La fleur du mal

Film français de Claude Chabrol

Avec Nathalie Baye, Benoît Magimel, Bernard Le Coq, Suzanne Flon, Mélanie Doutey.


Compétition officielle Festival de film de Berlin 2003


Par Clémentine Gallot
 
Sortie le 19-02-2003

Durée: 1h44

 

Petits arrangements avec les morts

La Fleur du mal, c’est le portrait d’une famille malicieusement composée par Chabrol: Nathalie Baye, Bernard Le Coq, Benoît Magimel, Mélanie Doutey, et Suzanne Flon.

Le film débute par le plan d’une bogue (enveloppe de la châtaigne), hérissée de piquants. Image d’un monde clos… Qui s’y frotte s’y pique. Dès lors, il se décline tranquillement, comme les règles d’un jeu de Cluedo: un cadavre, des suspects, un environnement " responsable ", le bureau, le jardin d’hiver, la salle à manger.

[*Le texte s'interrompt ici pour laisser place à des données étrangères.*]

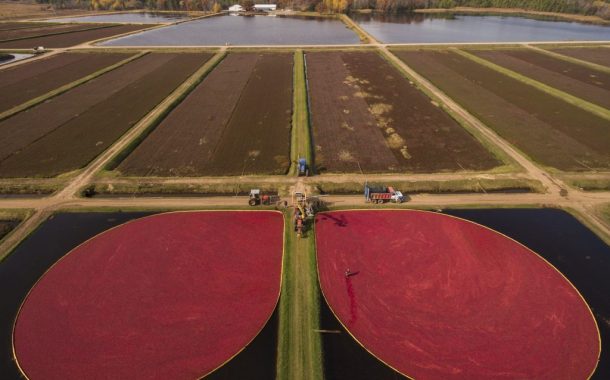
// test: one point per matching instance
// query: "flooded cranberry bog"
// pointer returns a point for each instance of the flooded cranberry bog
(555, 235)
(236, 121)
(549, 130)
(366, 117)
(68, 131)
(228, 330)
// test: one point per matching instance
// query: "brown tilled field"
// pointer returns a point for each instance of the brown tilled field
(68, 131)
(72, 38)
(237, 121)
(366, 117)
(41, 30)
(16, 25)
(546, 128)
(599, 55)
(29, 80)
(578, 80)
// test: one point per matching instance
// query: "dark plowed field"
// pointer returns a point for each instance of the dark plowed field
(27, 81)
(70, 39)
(546, 128)
(577, 80)
(42, 29)
(599, 55)
(367, 117)
(237, 121)
(68, 131)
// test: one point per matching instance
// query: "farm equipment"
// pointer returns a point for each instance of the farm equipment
(257, 198)
(303, 167)
(304, 210)
(382, 194)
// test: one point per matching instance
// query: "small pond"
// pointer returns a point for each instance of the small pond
(449, 28)
(245, 30)
(136, 18)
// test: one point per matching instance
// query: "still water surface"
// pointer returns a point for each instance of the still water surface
(140, 18)
(245, 30)
(428, 28)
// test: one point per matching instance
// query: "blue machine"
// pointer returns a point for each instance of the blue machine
(303, 168)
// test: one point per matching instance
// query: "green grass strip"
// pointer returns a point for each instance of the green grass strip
(364, 37)
(58, 91)
(578, 102)
(300, 144)
(299, 341)
(567, 58)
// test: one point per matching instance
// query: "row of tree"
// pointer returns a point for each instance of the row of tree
(587, 7)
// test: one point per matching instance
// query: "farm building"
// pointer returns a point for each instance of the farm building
(265, 7)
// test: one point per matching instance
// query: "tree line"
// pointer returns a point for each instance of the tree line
(585, 7)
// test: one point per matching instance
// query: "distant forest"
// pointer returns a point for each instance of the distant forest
(599, 8)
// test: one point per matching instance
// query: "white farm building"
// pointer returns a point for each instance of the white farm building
(265, 7)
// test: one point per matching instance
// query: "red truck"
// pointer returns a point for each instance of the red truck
(382, 194)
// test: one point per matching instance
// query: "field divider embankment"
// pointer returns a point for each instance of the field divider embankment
(300, 144)
(58, 91)
(575, 101)
(566, 58)
(154, 118)
(299, 339)
(365, 38)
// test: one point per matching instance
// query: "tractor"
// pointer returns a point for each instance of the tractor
(303, 167)
(256, 198)
(304, 210)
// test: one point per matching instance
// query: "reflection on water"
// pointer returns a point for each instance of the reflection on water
(242, 30)
(447, 28)
(140, 18)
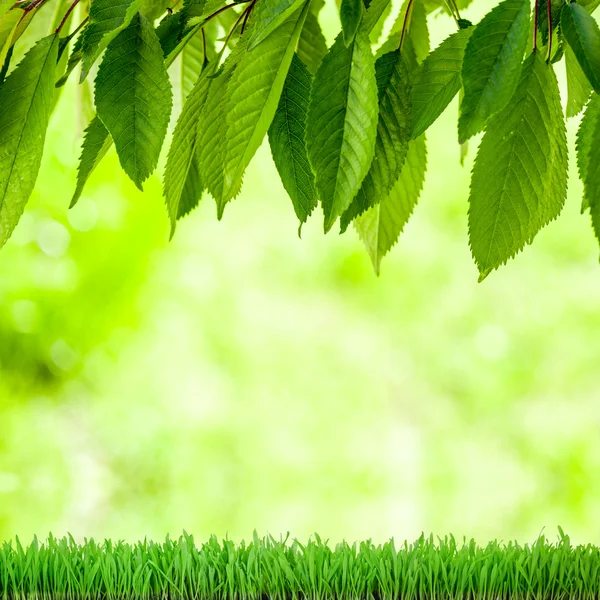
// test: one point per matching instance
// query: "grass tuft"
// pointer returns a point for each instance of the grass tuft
(266, 569)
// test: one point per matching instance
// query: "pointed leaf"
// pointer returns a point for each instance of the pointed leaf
(519, 179)
(583, 35)
(133, 97)
(107, 19)
(380, 227)
(182, 153)
(578, 86)
(8, 25)
(585, 137)
(438, 80)
(492, 64)
(342, 123)
(96, 144)
(252, 98)
(351, 13)
(25, 105)
(393, 134)
(312, 46)
(270, 14)
(287, 140)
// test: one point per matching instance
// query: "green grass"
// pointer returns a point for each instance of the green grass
(266, 568)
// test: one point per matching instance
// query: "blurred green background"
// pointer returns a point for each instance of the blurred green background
(240, 378)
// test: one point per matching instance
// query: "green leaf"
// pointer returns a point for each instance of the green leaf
(96, 144)
(287, 140)
(25, 105)
(585, 137)
(252, 99)
(394, 126)
(271, 14)
(438, 80)
(416, 42)
(8, 25)
(312, 46)
(519, 179)
(182, 153)
(583, 35)
(211, 135)
(351, 13)
(375, 14)
(578, 86)
(107, 19)
(192, 62)
(380, 227)
(133, 97)
(492, 64)
(342, 123)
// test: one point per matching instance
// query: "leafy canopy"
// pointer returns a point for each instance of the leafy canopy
(346, 124)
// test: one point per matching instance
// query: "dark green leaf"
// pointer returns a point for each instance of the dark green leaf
(351, 12)
(393, 134)
(96, 144)
(438, 80)
(590, 124)
(25, 105)
(519, 179)
(182, 153)
(288, 146)
(380, 227)
(578, 86)
(133, 97)
(492, 64)
(312, 46)
(342, 123)
(107, 19)
(252, 99)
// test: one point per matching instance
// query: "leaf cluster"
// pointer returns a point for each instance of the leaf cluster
(346, 124)
(269, 569)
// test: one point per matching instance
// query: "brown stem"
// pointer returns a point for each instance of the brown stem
(69, 11)
(549, 12)
(535, 24)
(406, 24)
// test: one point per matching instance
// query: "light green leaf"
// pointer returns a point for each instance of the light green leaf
(342, 123)
(583, 35)
(578, 86)
(8, 25)
(287, 140)
(25, 105)
(585, 137)
(5, 6)
(252, 98)
(375, 15)
(133, 97)
(438, 80)
(394, 126)
(269, 15)
(312, 46)
(96, 144)
(107, 19)
(519, 179)
(182, 153)
(492, 64)
(380, 227)
(351, 13)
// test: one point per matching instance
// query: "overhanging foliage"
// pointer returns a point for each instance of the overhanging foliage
(346, 124)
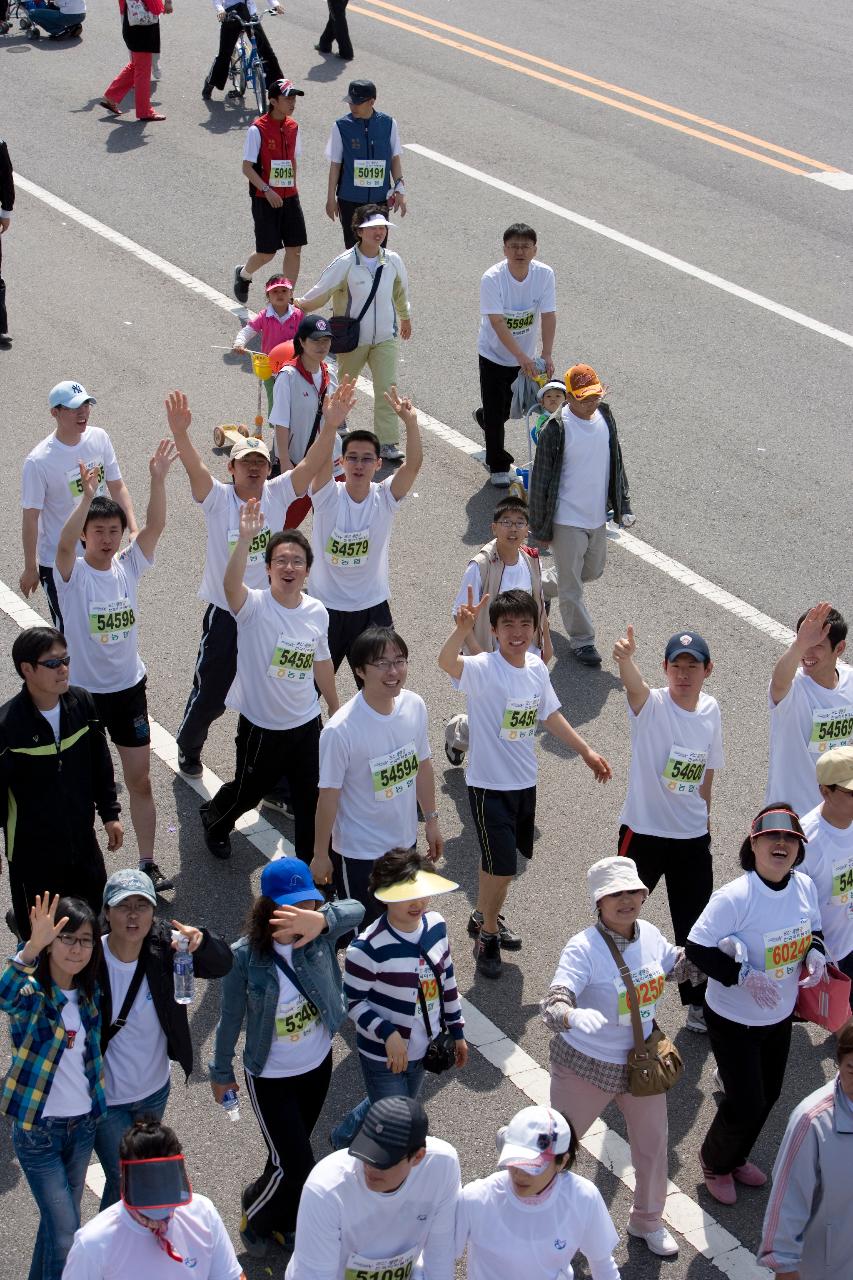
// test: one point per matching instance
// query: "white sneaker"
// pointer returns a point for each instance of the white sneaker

Il distille son venin, implacablement: chez les Charpin-Vasseur, les infamies vont bon train. Depuis plusieurs générations ils ont connu parricide, inceste, trahisons…

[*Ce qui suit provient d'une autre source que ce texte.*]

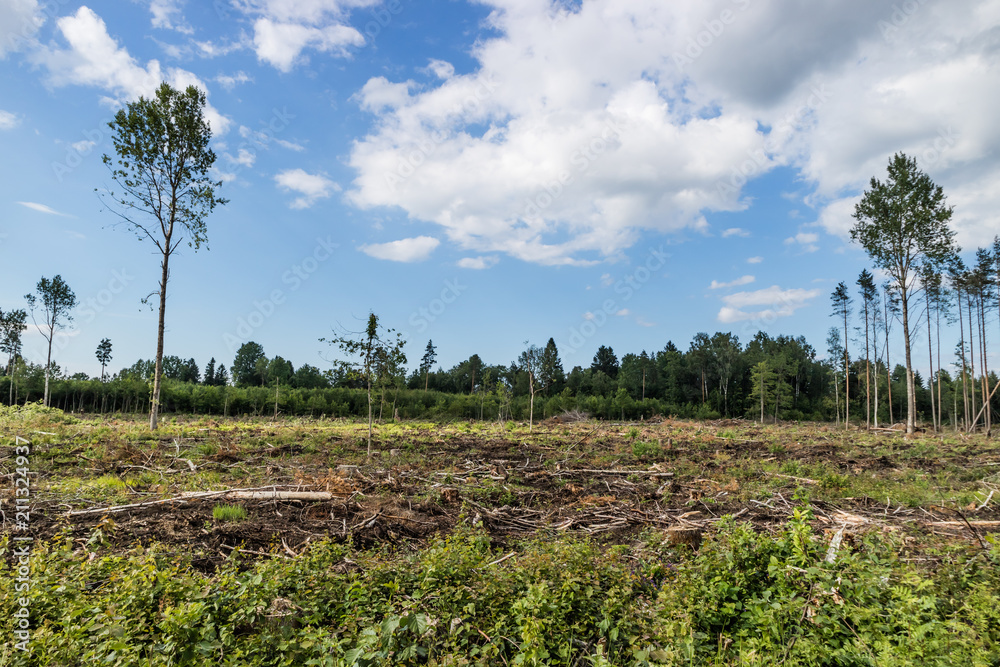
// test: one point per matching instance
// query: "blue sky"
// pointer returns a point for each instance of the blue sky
(620, 172)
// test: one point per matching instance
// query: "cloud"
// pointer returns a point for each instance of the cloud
(782, 304)
(552, 151)
(281, 44)
(739, 282)
(95, 59)
(735, 231)
(312, 187)
(440, 69)
(285, 29)
(404, 250)
(230, 81)
(42, 208)
(8, 121)
(167, 15)
(290, 145)
(20, 19)
(478, 262)
(498, 157)
(806, 239)
(244, 158)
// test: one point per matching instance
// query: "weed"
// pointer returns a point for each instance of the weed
(229, 513)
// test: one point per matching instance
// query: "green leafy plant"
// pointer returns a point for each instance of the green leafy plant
(229, 513)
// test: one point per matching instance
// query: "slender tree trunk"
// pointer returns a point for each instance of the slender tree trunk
(984, 365)
(972, 364)
(531, 401)
(930, 357)
(911, 404)
(954, 415)
(847, 376)
(48, 366)
(868, 374)
(937, 320)
(965, 387)
(154, 407)
(762, 398)
(875, 411)
(888, 363)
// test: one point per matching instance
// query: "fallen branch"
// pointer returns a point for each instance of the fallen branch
(963, 524)
(644, 473)
(183, 498)
(986, 502)
(804, 480)
(273, 495)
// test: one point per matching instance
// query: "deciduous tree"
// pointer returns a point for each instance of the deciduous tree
(162, 168)
(56, 300)
(903, 223)
(104, 354)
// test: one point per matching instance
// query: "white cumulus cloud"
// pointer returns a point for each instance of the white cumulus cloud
(94, 58)
(415, 249)
(41, 208)
(780, 302)
(311, 187)
(557, 152)
(483, 262)
(8, 121)
(739, 282)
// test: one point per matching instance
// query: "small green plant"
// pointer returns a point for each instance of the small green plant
(229, 513)
(645, 449)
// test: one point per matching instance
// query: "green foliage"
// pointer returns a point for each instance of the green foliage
(227, 513)
(743, 598)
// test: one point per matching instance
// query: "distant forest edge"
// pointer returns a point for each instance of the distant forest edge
(716, 377)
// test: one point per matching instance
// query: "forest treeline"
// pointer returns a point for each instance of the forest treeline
(903, 223)
(716, 376)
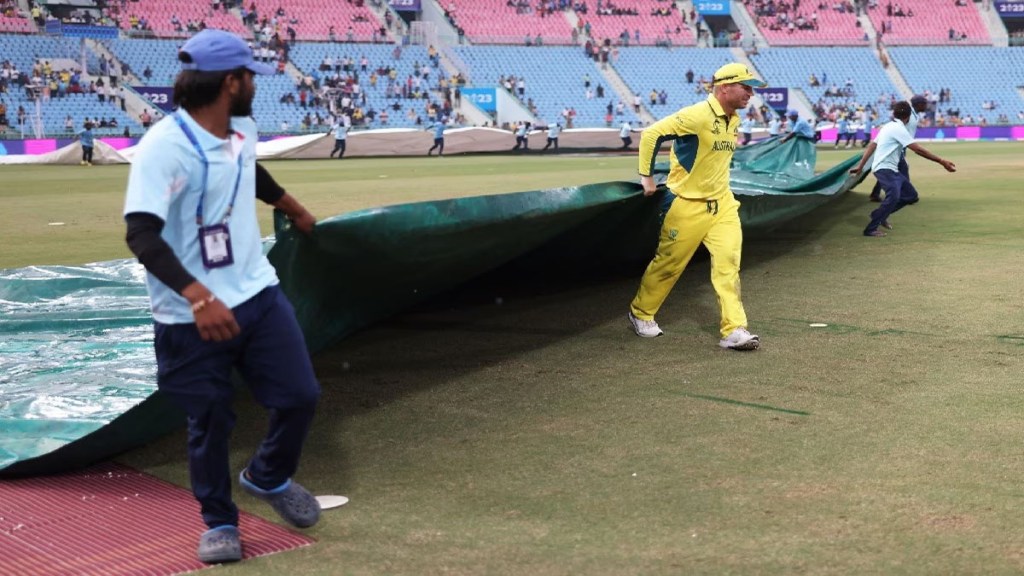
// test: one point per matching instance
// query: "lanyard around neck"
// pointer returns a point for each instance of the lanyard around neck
(206, 172)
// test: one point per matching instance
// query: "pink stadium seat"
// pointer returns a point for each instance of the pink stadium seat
(316, 17)
(835, 28)
(493, 22)
(930, 24)
(159, 13)
(19, 26)
(650, 27)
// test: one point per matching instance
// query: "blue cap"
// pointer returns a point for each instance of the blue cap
(216, 50)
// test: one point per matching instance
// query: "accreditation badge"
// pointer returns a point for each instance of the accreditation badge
(215, 243)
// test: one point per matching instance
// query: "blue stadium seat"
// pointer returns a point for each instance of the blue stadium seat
(553, 77)
(974, 74)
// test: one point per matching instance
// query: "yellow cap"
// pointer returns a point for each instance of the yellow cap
(736, 73)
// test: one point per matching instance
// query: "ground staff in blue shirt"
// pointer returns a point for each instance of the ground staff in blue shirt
(919, 105)
(87, 140)
(438, 128)
(553, 131)
(190, 210)
(340, 129)
(889, 151)
(800, 127)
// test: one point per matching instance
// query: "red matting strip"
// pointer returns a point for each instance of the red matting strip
(113, 520)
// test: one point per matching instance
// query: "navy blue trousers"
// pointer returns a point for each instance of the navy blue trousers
(270, 355)
(904, 169)
(899, 193)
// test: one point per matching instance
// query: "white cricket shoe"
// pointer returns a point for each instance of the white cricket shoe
(740, 339)
(645, 328)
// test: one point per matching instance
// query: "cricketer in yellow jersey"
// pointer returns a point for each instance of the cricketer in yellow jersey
(701, 208)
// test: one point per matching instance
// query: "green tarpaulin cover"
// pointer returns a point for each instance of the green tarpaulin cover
(77, 369)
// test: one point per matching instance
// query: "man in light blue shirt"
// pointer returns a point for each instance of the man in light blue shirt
(801, 127)
(340, 129)
(624, 132)
(919, 105)
(889, 151)
(86, 138)
(868, 122)
(190, 213)
(438, 128)
(843, 131)
(553, 131)
(747, 129)
(521, 138)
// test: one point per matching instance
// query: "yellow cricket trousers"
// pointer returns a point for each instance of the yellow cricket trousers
(687, 223)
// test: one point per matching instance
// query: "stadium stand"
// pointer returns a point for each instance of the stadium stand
(16, 25)
(645, 27)
(315, 18)
(159, 55)
(962, 72)
(848, 77)
(552, 88)
(854, 73)
(309, 57)
(645, 70)
(495, 22)
(25, 52)
(929, 24)
(159, 14)
(835, 26)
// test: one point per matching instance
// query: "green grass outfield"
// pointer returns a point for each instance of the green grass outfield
(542, 437)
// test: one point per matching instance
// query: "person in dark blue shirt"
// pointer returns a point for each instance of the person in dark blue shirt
(85, 136)
(438, 128)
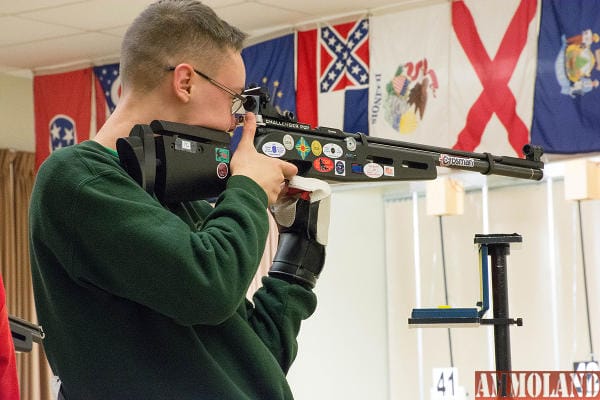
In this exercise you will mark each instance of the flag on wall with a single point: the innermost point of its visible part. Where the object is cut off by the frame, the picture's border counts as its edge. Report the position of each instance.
(62, 105)
(270, 64)
(492, 73)
(108, 91)
(333, 76)
(409, 70)
(567, 86)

Les films de Chabrol sont la preuve incarnée que le thème récurrent de famille peut donner lieu à des traitements opposés: on est ici à mille lieux du cocon spielbergien. Néanmoins, si cette Fleur du mal bilieuse a moins d’attrait qu’il n’y paraît, c’est qu’il y plane quelque chose de vieillot: dialogues doucereux qui sentent trop l’écrit, absence de relief (certains parlent de " roman photo "). Sans doute manque-t-il au film une dimension dramaturgique attendue, car on nage ici – mais c’est tant mieux - à contre-courant des ressorts dramatiques convenus: pas de climax / anticlimax.

Plutôt l’eau qui dort.

L’Histoire est cyclique et le film s’inscrit dans un présent perpétuel. De fait, le générique de fin se superpose à une scène de réception: symbole de la comédie bourgeoise, modèle d’hypocrisie et d’aliénation toujours recommencée.

Chabrol pourrait partager avec Miterrand, outre la bonhomie retorse, le slogan de sa campagne de 1981: " la force tranquille ". Subtil et cruel, La Fleur du mal est un bon cru, sans être pour autant inoubliable.